Motivation
Building the input pipeline in a machine learning project is always long and painful, and can take more time than building the actual model. In this tutorial we will learn how to use TensorFlow’s Dataset module tf.data
to build efficient pipelines for images and text.
This tutorial is among a series explaining how to structure a deep learning project: This tutorial is among a series explaining how to structure a deep learning project:
- installation, get started with the code for the projects
- (TensorFlow) explain the global structure of the code
- this post: how to build the data pipeline
- (Tensorflow) how to build the model and train it
Goals of this tutorial
- learn how to use
tf.data
and the best practices - build an efficient pipeline for loading images and preprocessing them
- build an efficient pipeline for text, including how to build a vocabulary
An overview of tf.data
The Dataset
API allows you to build an asynchronous, highly optimized data pipeline to prevent your GPU from data starvation. It loads data from the disk (images or text), applies optimized transformations, creates batches and sends it to the GPU. Former data pipelines made the GPU wait for the CPU to load the data, leading to performance issues.
Before explaining how tf.data
works with a simple example, we’ll share some great official resources:
- API docs for
tf.data
- API docs for
tf.contrib.data
: new features still in beta mode. Contains useful functions that will soon be added to the maintf.data
- Datasets Quick Start: gentle introduction to tf.data
- Programmer’s guide: more advanced and detailed guide to the best practices when using Datasets in TensorFlow
- Performance guide: advanced guide to improve performance of the data pipeline
- Official blog post introducing Datasets and Estimators. We don’t use Estimators in our code examples so you can safely ignore them for now.
- Slides from the creator of tf.data explaining the API, best practices (don’t forget to read the speaker notes below the slides)
- Origin github issue for Datasets: a bit of history on the origin of
tf.data
- Stackoverflow tag for the Datasets API
Introduction to tf.data with a Text Example
Let’s go over a quick example. Let’s say we have a file.txt
file containing sentences
I use Tensorflow
You use PyTorch
Both are great
Let’s read this file with the tf.data
API:
dataset = tf.data.TextLineDataset("file.txt")

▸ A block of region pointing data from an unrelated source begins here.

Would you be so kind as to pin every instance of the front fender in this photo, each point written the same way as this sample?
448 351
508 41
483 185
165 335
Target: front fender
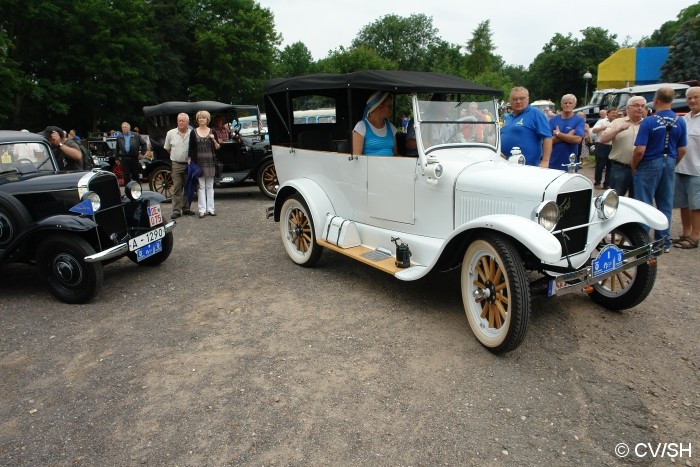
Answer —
152 196
631 210
535 237
316 199
66 222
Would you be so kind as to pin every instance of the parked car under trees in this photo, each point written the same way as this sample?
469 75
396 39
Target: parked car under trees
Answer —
243 157
460 203
70 224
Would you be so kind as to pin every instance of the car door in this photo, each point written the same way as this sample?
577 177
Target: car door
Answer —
391 188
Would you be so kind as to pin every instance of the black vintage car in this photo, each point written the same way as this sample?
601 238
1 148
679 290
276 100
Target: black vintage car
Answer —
244 158
69 224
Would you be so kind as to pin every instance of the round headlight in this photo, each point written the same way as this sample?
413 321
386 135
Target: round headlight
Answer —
133 190
607 204
547 214
94 199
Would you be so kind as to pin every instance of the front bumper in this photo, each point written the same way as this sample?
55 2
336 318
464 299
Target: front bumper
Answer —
577 280
121 249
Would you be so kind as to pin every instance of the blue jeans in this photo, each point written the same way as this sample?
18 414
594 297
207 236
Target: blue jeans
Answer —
620 179
652 182
602 151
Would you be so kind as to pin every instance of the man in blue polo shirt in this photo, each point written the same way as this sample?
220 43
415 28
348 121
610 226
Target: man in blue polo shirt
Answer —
526 128
659 145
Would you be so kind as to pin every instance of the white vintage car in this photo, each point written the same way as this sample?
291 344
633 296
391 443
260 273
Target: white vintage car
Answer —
459 202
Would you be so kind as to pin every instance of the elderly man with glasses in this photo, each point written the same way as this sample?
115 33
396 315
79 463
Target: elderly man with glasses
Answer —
526 128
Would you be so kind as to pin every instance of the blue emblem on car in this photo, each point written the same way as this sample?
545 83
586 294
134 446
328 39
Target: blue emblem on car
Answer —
84 207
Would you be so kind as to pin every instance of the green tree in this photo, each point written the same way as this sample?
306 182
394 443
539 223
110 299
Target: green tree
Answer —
174 32
354 59
480 51
444 57
683 61
559 68
664 35
233 51
404 41
294 60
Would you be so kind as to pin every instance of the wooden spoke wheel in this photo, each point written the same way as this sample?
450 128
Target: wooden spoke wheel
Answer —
628 288
298 233
495 293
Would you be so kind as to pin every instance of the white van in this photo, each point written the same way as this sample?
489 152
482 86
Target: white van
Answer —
620 97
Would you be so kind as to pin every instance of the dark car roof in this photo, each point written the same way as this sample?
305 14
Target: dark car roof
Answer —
176 107
382 80
9 136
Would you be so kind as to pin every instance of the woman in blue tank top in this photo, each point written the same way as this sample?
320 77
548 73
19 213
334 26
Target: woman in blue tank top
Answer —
375 135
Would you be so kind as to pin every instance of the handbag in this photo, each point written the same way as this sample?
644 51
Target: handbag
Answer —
219 168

Let’s try to iterate over it
for line in dataset:
print(line)
We get an error
> TypeError: 'TextLineDataset' object is not iterable
Wait… What just happened ? I thought it was supposed to read the data.
Iterators and transformations
What’s really happening is that dataset
is a node of the Tensorflow Graph
that contains instructions to read the file. We need to initialize the graph and evaluate this node in a Session if we want to read it. While this may sound awfully complicated, this is quite the oposite : now, even the dataset object is a part of the graph, so you don’t need to worry about how to feed the data into your model !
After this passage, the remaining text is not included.